2019年 03月 18日
#713 RICOH GRデジタル3 「ブレるんです」返上 レビューその3 (手ブレ補正)
富士フイルムからXF10が発売されたとき、価格の安さに思わず気持ちがぐらつきましたが、富士のコンパクトのAPS-Cカメラの前モデルであるX70から進化した点がほぼ0だったので見送りました。進化0というよりも、価格以外は改悪だったと思います。X70をスナップカメラと認識していたユーザーは多かったと思います。なによりもバリアングル・ディスプレイが良かった。それをなくしてただ薄くしたXF10はどんな購買層をターゲットにしているのかわからない、中途半端さが半端じゃないカメラになってしまいました。富士フイルムは頻繁に旧機種のファームアップをして、旧機種の機能をアップデイトする良心的なカメラメーカーだとは思いますが、顧客の声を聞いているかといえばそうでもなくて、開発者が自分たちのこだわりを押し付けているようなところがあります。これは身内だからこそわかる体質で、一刻も早く変化して欲しいと思っています。
その富士に比べると、今回のRicoh GRデジタル3は、しっかりとユーザーの声を聞いて課題をひとつひとつの解決してきたことがわかるカメラです。その改善点の最たるものが、今回搭載された手ブレ補正機能です。あの小ささでまさかとは思いましたが、噂通り手ブレ補正を組み込んできました。手ブレ補正は、わたしの目下のメイン機であるX-T3にもついていません。でも、まあそれはそれで良いんです。一眼カメラは、しっかり構えるものなので、めったに片手では撮りません。それでも微細なブレはいつだってあるから、補正はあるに越したことはないのですが、まあどうしてもというならX-H1に行けば良いので、それはいいことにしています。でも富士で言えばXF10、その前のX70、リコーでいうならGRとGRデジタル2はスナップ用途で使うことも多いため、片手撮影をすることが多いはずなんです。できれば両手を使いたいけど、なかなかそうもいかない。たとえば森山大道が両手で撮ってる姿って、それっぽくないでしょ。
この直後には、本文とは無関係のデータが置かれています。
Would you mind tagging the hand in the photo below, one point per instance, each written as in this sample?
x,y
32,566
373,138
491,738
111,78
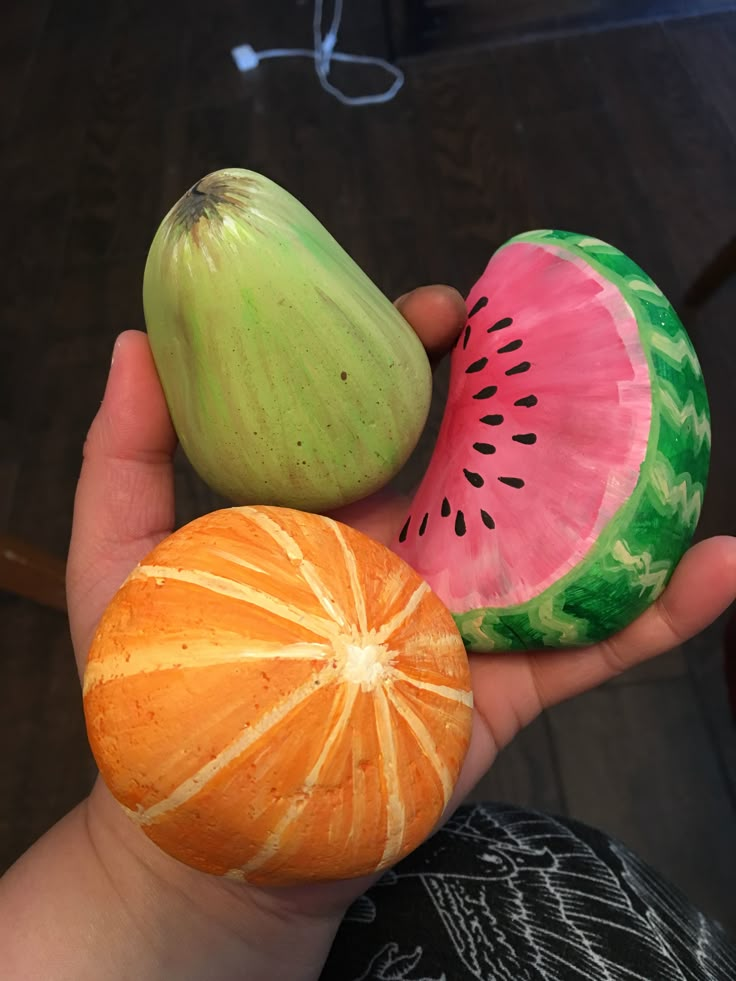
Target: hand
x,y
125,506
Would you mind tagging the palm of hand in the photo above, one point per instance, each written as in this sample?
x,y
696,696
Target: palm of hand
x,y
125,506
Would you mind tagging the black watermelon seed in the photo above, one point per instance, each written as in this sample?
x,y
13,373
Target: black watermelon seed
x,y
500,324
486,393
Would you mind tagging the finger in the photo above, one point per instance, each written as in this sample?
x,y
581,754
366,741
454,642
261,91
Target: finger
x,y
437,314
702,587
124,502
380,516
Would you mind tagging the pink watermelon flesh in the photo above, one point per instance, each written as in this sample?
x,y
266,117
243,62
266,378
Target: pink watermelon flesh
x,y
544,433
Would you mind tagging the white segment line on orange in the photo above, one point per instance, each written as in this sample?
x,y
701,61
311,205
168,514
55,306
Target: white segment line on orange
x,y
337,729
424,738
320,626
294,553
198,654
395,808
209,771
352,569
385,630
455,695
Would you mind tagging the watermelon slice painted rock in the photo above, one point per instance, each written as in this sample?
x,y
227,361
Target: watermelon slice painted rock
x,y
570,466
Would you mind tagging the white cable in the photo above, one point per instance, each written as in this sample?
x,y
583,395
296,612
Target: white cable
x,y
323,53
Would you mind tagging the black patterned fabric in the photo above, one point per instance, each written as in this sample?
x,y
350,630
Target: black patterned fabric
x,y
516,895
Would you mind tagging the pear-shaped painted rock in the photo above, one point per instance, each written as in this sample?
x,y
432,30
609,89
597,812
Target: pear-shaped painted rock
x,y
290,378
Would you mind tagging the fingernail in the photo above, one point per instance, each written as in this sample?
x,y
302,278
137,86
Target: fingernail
x,y
115,347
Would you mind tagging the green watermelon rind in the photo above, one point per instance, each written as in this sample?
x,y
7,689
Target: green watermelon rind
x,y
636,553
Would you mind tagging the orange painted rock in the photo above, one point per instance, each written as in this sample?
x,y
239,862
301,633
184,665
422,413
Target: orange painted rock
x,y
275,697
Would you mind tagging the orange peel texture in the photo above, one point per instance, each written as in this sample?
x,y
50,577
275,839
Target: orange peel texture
x,y
275,697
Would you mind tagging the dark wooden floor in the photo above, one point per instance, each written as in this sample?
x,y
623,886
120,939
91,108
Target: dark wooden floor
x,y
109,111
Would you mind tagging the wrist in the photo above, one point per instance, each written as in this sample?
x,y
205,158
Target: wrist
x,y
204,927
95,899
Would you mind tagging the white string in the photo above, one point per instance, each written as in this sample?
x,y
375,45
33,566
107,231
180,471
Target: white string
x,y
323,53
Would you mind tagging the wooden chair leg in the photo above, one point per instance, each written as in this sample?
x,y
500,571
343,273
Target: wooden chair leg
x,y
32,573
714,275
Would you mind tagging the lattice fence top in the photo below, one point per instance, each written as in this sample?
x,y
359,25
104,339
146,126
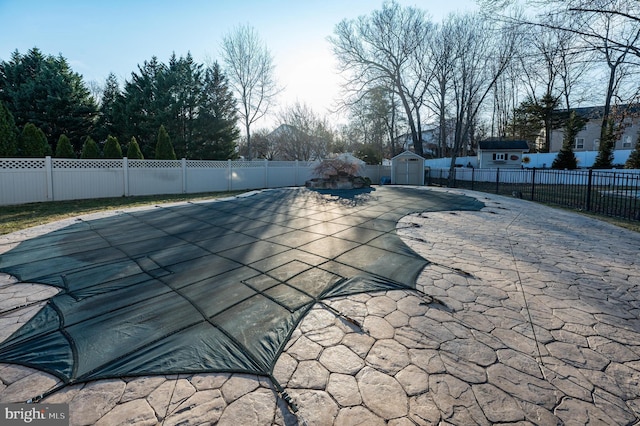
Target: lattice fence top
x,y
207,164
71,163
68,163
155,164
246,164
22,163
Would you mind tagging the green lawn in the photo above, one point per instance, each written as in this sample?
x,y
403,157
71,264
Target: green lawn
x,y
15,218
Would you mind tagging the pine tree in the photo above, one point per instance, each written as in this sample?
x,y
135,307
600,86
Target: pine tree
x,y
604,159
8,133
112,148
566,158
64,149
216,131
133,152
164,148
90,149
43,90
633,162
33,142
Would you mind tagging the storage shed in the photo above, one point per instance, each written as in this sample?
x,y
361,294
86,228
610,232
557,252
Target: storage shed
x,y
498,153
407,168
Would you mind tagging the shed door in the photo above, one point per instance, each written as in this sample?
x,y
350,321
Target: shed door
x,y
408,171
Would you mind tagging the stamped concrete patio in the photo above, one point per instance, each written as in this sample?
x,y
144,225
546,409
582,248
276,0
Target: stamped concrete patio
x,y
532,317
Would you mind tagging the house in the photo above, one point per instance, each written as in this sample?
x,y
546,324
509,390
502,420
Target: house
x,y
588,139
499,153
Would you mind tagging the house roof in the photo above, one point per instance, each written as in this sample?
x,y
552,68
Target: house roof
x,y
596,112
499,144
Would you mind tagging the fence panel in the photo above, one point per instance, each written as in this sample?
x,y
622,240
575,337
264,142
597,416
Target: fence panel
x,y
613,193
81,179
207,176
23,180
149,177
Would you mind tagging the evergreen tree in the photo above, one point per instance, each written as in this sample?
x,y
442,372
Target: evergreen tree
x,y
64,149
566,158
217,130
633,162
183,81
146,104
133,152
164,148
8,133
534,115
33,142
604,159
111,120
112,148
90,149
43,90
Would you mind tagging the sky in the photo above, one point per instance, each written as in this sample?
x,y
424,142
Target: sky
x,y
98,37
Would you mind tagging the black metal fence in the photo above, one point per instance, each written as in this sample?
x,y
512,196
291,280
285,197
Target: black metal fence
x,y
614,193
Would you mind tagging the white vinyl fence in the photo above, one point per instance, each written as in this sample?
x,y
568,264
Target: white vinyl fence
x,y
27,180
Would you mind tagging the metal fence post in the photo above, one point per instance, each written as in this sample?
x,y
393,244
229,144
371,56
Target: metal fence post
x,y
473,177
48,166
533,184
588,202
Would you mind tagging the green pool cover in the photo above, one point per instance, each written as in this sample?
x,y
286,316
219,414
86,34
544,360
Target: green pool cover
x,y
208,287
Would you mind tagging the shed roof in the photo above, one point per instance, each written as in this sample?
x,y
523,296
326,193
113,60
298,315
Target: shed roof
x,y
498,144
407,154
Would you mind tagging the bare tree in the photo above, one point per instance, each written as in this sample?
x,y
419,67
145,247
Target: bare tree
x,y
482,56
380,50
302,134
250,69
442,60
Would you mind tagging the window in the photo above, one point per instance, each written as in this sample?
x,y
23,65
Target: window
x,y
499,156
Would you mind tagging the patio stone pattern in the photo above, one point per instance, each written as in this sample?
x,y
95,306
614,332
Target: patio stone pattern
x,y
528,315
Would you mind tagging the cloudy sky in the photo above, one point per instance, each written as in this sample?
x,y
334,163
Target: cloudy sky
x,y
99,37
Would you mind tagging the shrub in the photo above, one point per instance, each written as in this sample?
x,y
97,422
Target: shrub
x,y
164,148
90,149
112,148
633,162
8,133
336,167
64,149
33,142
133,152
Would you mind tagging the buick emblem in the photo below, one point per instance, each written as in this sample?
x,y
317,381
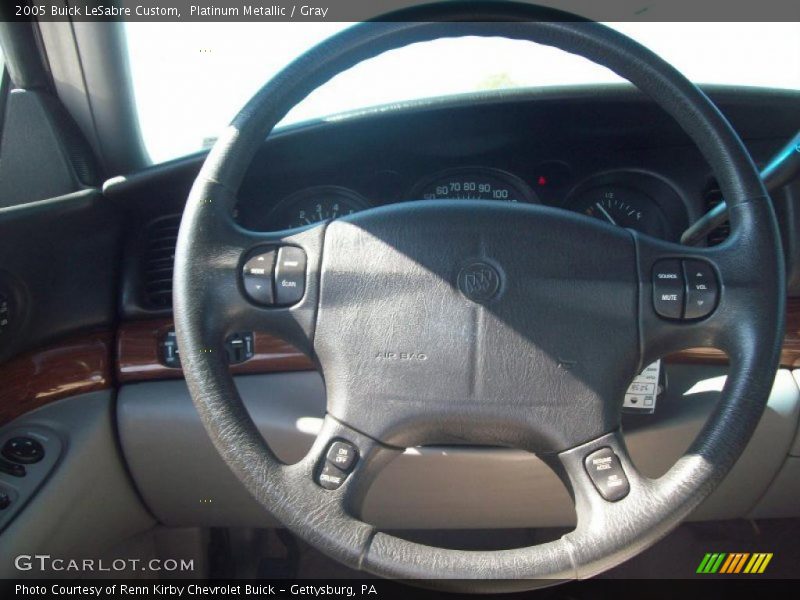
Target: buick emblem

で、APS-Cセンサーを積んでいるこれらのコンパクトカメラは、じっさいブレます。油断すると1/60でもブレます。「換算28mmの1/60でブレるなんて腕が悪いんだ」と言うあなた、試しに街中で、さっとGRをポケットから出して、片手でカシャっとやってみてください。スナップシューターのためのカメラ、というのがGRシリーズのコンセプトですが、あれはセンサーサイズをAPS-Cに変更してからは真っ赤なウソです。かなりの確率でブレます。あの小さなボディでAPS-Cだと、しっかり構えないとブレるんです。かつての富士フイルムが「写ルンです」なら、GRは「ブレるんです」と言いたい。森山大道ですら、スナップが撮りにくい時代になったと嘆くほど、街中でカメラを構えることが難しくなった今、シロートがサッと取り出して、パッと撮って、それがブレていなかったら大したものです。APS-Cになってからの初代GRは解像感は素晴らしかったけど、逆にそれだけブレも目立ちました。わたしはスナップ撮影が生命線のGRがセンサーを大きくするというまちがった路線に進んでしまったと思い、一年足らずで売却しました。それからはGRデジタル2が出ても、見向きもしませんでした。富士でもリコーでも、ともかくAPS-Cのコンパクトカメラに存在意義はないと思うようになりました。そんななかでもどうしてもサブカメラにはコンパクトカメラが必要なので、SONY RX100mk6を導入したんです。あのカメラは手振れ補正機能は付いていますが、あんまり実感できません。でも、画質が……と、ウジウジしている最中にGRデジタル3の噂が流れて、手振れ補正が付くというから驚いたんです。富士がXT-3の筐体でも入れられない機能を、センサーが同じ大きさのGRの、あのちいさな中に入れてしまうなんてありえない、と。で、現実的にその手振れ補正機能が備わったこのGRデジタル3ですが、メッチャ効きます。もう感動するくらいに効きます。いろいろ試しましたが、しっかり構えれば1/8くらいまでは頑張れます。しっかり構えず、サッと片手でやると、1/15が厳しいくらい。1/15あれば街中でも十分です。いやあ、こんな小さいボディでAPS-Cでまあまあイケてる手ブレ補正付き、素晴らしいカメラだと言いたいけど、まあ欠点もあるから、それは次回以降に。
<まとめ>
手振れ補正機能95点 ほんとうにリコーの開発者は、よくぞここまで追い込んだと思います。敬服します。素晴らしい仕事です!